En esta entidad han surgido quejas por la liberación de presuntos delincuentes. Inclusive el mandatario de Nuevo León ha llegado a declarar: “La Policía detiene, la Policía consigna al Ministerio Público y el Ministerio Público al juez y el juez libera. Con este nuevo proceso penal acusatorio estamos teniendo muchos problemas”.

Por su parte, Carlos Arenas Bátiz, presidente del Tribunal Superior de Justicia de la entidad, y también titular del Consejo de la Judicatura aclaró que el nuevo Sistema Penal Acusatorio no es causa de que los delincuentes sean liberados en cuestión de días. El magistrado señaló que la apreciación de que los jueces dejan en libertad a los delincuentes menores es equivocada.

Para el magistrado el problema es la falta de comunicación, el desconocimiento y la falta de capacitación de los policías y las autoridades sobre el nuevo sistema penal acusatorio.

Bajo el nuevo texto del artículo 21 constitucional, la investigación de los delitos corresponde al Ministerio Público y a las policías, aunque éstas aun deben actuar “bajo la conducción y mando de aquél”.

En este contexto, Isabel Maldonado, autora del libro "La Policia en el Sistema Penal Acusatorio”, destaca en su obra la trascendencia de la capacitación y construcción de una nueva policía investigadora en nuestro país, que deberá estar preparada en el ejercicio de la investigación científica del delito, en la forma de preservar el lugar de los hechos, en el manejo de evidencias y en la conformación de la cadena de custodia.

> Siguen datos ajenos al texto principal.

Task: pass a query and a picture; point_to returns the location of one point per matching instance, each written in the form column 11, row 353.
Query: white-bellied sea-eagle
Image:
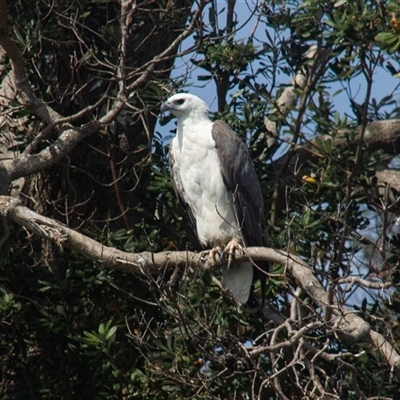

Ante el nuevo paradigma que implica el nuevo sistema penal acusatorio, los expertos destacaron durante estos ocho años que la policía de investigación debía de ser capaz de realizar diligencias de investigación bajo la conducción y el mando del Ministerio Público, detener personas, preservar el lugar de los hechos, procesar y trasladar indicios y personas respetando la cadena de custodia, prestar auxilio y protección a víctimas, ofendidos o testigos del delito, emitir los informes correspondientes, comparecer a audiencias cuando se le requiera y solicitar al Ministerio Público que promueva acciones que ayuden a la investigación, cuidando siempre la protección y el respeto a los derechos humanos.

Este perfil no se diferencia mucho de la participación que debe tener la policía preventiva, que por lo general es quien conoce de primera mano sobre la comisión de un delito, quien deberá recibir denuncias, proteger a la víctima, evitar que la conducta delictiva continúe utilizando las nuevas técnicas de la función policial y en su caso un uso legítimo y racional de la fuerza, detener al probable responsable en caso de delito flagrante, preservar y proteger el lugar de los hechos, procesar y trasladar indicios y persona respetando la cadena de custodia, ubicar y entrevistar a los testigos de los hechos y comparecer a audiencias.

Pero ante el obscuro panorama sobre la profesionalización de la policía, los errores de investigación y al consignar los casos, que parecen ser una constante, el objetivo se ve muy lejos todavía.